駅から徒歩10分以上かかる"不便なお店"を敢えて選ぶ理由

 初めて行くお店を選ぶ時の基準は何だろう? 

 ネット上の評判やテレビや雑誌の紹介を見て、という人が多いと思うが、私が重視するのは"最寄駅からの距離"である。

 どんなに人気のあるお店でも、駅から2分で繁華街の路面に面しているような場合は行ってみてよかったという経験があまり無い。むしろ駅から徒歩10分といったちょっと不便なお店にこそ、自分が行きたいお店があるケースが多いのだ。
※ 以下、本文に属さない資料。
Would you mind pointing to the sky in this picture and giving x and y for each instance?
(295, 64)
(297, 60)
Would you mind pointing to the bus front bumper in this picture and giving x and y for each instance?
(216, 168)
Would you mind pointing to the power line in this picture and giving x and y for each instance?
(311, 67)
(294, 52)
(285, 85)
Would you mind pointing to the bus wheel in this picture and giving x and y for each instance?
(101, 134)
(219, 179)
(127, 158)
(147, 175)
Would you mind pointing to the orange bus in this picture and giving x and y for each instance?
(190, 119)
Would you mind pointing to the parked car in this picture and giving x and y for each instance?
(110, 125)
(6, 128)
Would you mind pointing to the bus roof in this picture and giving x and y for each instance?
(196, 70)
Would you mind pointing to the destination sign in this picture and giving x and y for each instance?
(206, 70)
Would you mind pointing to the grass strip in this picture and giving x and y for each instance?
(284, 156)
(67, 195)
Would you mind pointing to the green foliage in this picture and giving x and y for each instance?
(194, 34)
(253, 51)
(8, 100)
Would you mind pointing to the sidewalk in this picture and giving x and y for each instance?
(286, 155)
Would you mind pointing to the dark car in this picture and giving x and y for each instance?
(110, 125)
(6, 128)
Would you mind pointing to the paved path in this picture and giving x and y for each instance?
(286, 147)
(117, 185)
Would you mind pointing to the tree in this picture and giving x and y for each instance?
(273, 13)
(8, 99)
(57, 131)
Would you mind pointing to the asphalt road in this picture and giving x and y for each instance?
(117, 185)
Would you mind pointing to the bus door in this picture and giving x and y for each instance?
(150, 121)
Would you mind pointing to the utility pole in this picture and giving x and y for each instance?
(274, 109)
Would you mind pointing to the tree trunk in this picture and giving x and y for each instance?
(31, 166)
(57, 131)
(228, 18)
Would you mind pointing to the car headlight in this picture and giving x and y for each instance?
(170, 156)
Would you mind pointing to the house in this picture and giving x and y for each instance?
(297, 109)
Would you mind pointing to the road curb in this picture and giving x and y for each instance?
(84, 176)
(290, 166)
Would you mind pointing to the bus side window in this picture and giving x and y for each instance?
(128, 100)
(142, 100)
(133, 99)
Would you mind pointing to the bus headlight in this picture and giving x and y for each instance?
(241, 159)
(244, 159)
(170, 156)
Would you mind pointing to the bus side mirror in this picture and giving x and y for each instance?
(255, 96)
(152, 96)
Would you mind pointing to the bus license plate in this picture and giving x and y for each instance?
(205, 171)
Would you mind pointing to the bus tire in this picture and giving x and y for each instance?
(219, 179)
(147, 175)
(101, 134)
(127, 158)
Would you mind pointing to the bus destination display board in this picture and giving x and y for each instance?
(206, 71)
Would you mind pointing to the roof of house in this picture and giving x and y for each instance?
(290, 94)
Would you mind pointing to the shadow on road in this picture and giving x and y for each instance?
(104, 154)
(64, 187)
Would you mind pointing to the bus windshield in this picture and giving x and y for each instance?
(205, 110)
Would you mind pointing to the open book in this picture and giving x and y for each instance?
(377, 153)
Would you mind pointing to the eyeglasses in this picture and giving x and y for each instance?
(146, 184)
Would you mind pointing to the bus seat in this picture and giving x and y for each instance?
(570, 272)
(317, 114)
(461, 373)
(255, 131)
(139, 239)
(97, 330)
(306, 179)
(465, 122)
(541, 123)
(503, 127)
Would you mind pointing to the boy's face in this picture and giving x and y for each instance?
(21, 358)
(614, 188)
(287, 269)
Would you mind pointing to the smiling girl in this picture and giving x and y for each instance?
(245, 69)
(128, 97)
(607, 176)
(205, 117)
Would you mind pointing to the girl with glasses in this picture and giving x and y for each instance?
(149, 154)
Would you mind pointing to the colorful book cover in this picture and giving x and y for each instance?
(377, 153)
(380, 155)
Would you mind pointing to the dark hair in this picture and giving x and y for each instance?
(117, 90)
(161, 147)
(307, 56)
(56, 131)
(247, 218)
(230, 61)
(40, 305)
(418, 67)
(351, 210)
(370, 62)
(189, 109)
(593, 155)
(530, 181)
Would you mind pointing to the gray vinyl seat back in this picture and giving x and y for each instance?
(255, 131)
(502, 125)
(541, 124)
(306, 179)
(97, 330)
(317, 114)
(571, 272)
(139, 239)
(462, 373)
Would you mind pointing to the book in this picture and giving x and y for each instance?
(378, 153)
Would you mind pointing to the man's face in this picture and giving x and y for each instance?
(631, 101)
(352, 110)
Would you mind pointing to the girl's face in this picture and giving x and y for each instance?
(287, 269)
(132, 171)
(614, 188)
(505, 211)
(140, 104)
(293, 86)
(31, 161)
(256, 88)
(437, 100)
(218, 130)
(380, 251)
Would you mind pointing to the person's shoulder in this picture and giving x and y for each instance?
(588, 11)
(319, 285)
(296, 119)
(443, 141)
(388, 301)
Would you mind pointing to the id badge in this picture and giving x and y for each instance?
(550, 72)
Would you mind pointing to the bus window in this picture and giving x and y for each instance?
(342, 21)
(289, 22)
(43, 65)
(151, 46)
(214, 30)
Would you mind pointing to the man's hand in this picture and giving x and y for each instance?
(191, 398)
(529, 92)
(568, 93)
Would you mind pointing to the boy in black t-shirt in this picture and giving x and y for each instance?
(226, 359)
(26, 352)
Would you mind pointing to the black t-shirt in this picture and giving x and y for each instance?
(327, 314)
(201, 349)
「わさ」の「ピータン豆腐 わさスペシャル」という一品。普通のピータンと豆腐だけを合わせた味ではなく、ゴマやラー油の味が複雑に絡みあった、フレンチのような繊細な仕上げ

 便利で人通りの多い場所は地代も高く、その分値段が割高になる。

 また、たくさんのお客さんを効率よく回転させなければならない。結果、落ち着かないお店が多い。

 しかも、料理も万人受けするものになってしまうので、エッジの効いたマニアックなお店になりにくいのだ。

 逆に駅から離れているのに繁盛しているということは、それだけお店に魅力があるということ。わざわざ訪ねるだけの価値を感じている人が多いということだ。

 例えば、自由が丘にある中華料理の「わさ」。最寄駅からは15分近く歩く。

 周囲にはあまりお店が並んでいるような商店街では無いが、そこだけが別世界のようになっている。

 同じ自由が丘にあるイタリアンの名店「Mondo」も駅から徒歩10分以上。しかも、このお店は場所がとてもわかりにくい。どちらも、コアなファンの熱狂的な支持を集めているお店だ。

 あるいは、そばの名店「七つ海堂」も駅からは遠い。下北沢が最寄り駅になるが、徒歩10分以上はかかる。ここも遠くから車に乗ってやってくるお客さんがいるくらいの人気店。ただし定休日が多く、そばが売り切れると閉店なので、確認してから行かないととても悲しい結果になるので注意が必要だ。

  代々木公園界隈にも駅から遠い名店がある。富ヶ谷にある「Recover」。理佳さんがやっているバーだからリカバー。あるいはアヒルに似た兄妹がやっているのが、名前の由来という「アヒルストア」。

「アヒルストア」のパルメジャーノとアンディーブのサラダ

 どちらも代々木公園駅から10分ほど離れた場所にポツンと1軒存在するお店。だが連日マニアックな料理とお酒を求める人がやってくる。

 「グルメ設計塾」で紹介してきたお店は、駅から離れたお店やわかりにくい場所にあるお店が多い。

 そんな場所で、5年10年と営業を続けているお店にはきっと「価値 > 価格」が存在する。しかも、同じような嗜好を持った人たちが集まって良い雰囲気を醸し出している。

 よいお店かどうかはロケーションからも、ある程度判断することができるのである。